Create and use data products with Astro Observe
A data product is a pipeline-driven resource that captures the data lifecycle of a pipeline. Tasks, datasets, warehouse tables, and local files can all be assets of data products. Data products are abstractions that serve the purpose of gaining observability into the health and performance of data pipelines.
In the Data Products page of the Observe menu, you can view any of your existing data products or choose to create a new one. You can also create a Service Level Agreement (SLA), which you can configure to assess the on-time delivery of a data product (data timeliness) or how recently the data product has refreshed data (data freshness).
At a glance, the Data Products landing page shows you a list of your available data products. When you select a specific data product, you can see a summary of its performance, including a graph of the SLA Hit Rate, visualizing how frequently the data product meets the terms of an SLA. It also shows other details, like the owner and how recently the data product was updated.
The following procedures describe how to create data products and leverage them to gain insight across pipelines and deployments. After you create a data product, then you can view data product details.
You can follow a comprehensive walkthrough of setting up a Data Product and testing an alert in the Get started with Observe quickstart.
Prerequisites
- Organization Billing Admin or higher user permissions
- An asset. At least one Deployment with a DAG in either an OSS Airflow deployment or an Astro Deployment.

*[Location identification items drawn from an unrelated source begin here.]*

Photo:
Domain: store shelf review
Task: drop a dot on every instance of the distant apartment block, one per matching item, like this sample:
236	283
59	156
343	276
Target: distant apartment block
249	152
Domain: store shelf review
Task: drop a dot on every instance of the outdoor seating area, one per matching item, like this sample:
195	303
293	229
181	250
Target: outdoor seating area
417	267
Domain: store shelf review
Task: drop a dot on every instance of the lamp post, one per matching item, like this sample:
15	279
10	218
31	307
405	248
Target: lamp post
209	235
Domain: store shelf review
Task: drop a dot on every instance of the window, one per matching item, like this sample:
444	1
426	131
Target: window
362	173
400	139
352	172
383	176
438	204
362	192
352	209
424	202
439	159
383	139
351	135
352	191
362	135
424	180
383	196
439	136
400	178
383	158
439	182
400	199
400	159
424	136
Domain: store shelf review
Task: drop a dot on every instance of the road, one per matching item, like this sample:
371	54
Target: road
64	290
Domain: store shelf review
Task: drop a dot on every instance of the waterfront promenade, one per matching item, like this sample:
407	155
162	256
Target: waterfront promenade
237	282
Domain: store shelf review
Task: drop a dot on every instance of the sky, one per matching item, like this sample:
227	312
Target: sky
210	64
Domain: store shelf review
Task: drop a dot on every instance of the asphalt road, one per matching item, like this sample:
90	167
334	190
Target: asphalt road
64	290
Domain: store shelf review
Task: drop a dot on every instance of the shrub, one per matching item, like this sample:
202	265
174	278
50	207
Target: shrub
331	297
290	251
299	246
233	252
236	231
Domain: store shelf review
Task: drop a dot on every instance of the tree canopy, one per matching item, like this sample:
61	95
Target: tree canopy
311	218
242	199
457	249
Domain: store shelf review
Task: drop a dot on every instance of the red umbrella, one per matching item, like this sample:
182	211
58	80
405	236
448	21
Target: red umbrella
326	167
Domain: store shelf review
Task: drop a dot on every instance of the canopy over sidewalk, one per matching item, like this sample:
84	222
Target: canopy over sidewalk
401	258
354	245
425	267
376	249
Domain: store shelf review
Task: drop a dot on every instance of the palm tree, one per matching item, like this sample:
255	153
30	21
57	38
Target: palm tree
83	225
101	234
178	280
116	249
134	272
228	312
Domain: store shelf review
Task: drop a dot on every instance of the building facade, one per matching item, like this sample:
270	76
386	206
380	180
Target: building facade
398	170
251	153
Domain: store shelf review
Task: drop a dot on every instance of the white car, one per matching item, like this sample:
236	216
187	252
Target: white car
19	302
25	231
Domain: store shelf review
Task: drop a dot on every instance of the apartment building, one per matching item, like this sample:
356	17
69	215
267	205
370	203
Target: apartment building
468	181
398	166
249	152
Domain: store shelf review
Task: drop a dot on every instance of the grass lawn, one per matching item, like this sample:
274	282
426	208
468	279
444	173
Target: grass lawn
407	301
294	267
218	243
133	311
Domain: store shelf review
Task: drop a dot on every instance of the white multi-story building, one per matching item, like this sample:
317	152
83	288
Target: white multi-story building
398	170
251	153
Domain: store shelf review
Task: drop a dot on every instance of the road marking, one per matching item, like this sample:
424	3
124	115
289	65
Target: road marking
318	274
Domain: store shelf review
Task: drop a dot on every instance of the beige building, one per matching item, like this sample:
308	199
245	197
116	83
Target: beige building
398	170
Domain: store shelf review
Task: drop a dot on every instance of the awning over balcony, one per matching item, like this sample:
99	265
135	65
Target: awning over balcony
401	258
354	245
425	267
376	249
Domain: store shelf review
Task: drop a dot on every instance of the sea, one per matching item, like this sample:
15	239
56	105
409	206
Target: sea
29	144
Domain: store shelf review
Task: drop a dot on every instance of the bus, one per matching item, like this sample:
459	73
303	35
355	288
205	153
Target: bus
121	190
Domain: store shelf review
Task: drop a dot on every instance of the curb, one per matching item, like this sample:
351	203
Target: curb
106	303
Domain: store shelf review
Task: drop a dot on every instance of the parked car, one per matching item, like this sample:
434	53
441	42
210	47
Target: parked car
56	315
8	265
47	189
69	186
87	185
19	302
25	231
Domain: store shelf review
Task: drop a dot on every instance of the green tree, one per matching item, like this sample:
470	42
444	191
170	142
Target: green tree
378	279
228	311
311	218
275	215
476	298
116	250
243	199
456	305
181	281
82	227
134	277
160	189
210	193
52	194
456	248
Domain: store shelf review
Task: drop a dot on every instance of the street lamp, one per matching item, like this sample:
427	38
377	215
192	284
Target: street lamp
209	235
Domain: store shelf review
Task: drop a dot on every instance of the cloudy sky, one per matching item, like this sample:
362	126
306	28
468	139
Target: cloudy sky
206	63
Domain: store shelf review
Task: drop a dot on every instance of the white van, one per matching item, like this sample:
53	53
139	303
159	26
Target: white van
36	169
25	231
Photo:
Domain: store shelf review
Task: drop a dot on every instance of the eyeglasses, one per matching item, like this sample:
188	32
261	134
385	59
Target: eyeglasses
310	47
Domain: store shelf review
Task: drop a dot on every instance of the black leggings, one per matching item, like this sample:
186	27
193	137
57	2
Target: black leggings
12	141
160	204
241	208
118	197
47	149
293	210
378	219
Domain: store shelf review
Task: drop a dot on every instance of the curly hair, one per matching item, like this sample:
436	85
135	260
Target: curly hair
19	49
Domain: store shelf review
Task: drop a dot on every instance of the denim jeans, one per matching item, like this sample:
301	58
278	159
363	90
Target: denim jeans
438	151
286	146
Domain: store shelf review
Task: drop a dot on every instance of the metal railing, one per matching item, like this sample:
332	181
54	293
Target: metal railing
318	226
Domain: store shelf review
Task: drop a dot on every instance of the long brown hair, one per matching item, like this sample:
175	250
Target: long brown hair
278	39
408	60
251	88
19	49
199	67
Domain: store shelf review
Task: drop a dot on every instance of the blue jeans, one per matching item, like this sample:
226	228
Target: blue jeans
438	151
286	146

- Version 1.12.1 or higher of OpenLineage. See Upgrade OpenLineage for Astro Deployments.
Create a Data Product
You can create a data product in the Data Products summary page.
- Click + Data Product.
- Enter a Name for your data product and an optional description.
- Choose whether the data product belongs to a User or a Team and select a specific user or team that serve as the point of contact for it.
- Select the final downstream Assets in your pipeline to create your data product.
- Click Create Data Product.
After you make a data product, the page refreshes so you can view your Data Product Details where you can configure additional SLAs and alerts for the data product.
Create an SLA
If you have existing data products, you can create an SLA for them. Astro allows you to create Freshness and Timeliness SLAs. Based on the criteria you define in your SLA, Astro uses the rate of success your data product meets an SLA to generate insights into your data pipelines and make recommendations about creating proactive alerts.
- In the Data Products page, click the specific data product for which you want to create an SLA.
- Click the SLA Evaluations tab and click + Add SLA.
- Add a Name for your SLA.
- Choose the SLA Type:
- Timeliness: Create an SLA that is a window of time. During this time, if your asset completes its defined actions, Astro considers it a success. Define the window of time by choosing Days of the week, Verification time, and Lookback period.
infoTimeliness SLAs only support Standard Time. If you want Local Time support, you must adjust the SLA's UTC time when the time changes from Standard Time to Daylight Savings Time or from Daylight Savings Time to Standard Time.
- Freshness: Create an SLA that defines how recently you want the data product to update. Configure this SLA by defining a Freshness Policy by the number of minutes, hours, or days.
- Click Create SLA.
After you create an SLA, you can configure alerts and proactive alerts.
Create an alert
After you create an SLA, Astro keeps a record of the rate at which your data product hits or misses the SLA. You must configure an Alert or a Proactive Alert to receive notifications when your pipeline experiences an SLA miss or when an upstream process might cause an SLA miss or a failure.
- In the Data Products page, click the specific data product you want to create an SLA for.
- Click the Alerts tab and click + Add Alert.
- Choose the Type of alert and Severity. The following alert types are available:
- Data Product SLA Violation: Send an alert when a data product asset has violated its SLA definition.
- Data Product Proactive SLA: Astro monitors the upstream dependencies of the data product assets, and proactively sends an elert if delays in the upstream dependencies might eventually cause SLA misses.
- Data Product Proactive Failure: Send an alert when a dependent asset upstream of your data product has failed.
- Define the conditions that the alert applies to. These conditions vary depending on the type of alert you want to set up.
- Select or add a Notification Channel where you want to send your alert. For more information about configuring notification channels, see Alert Notification Channels.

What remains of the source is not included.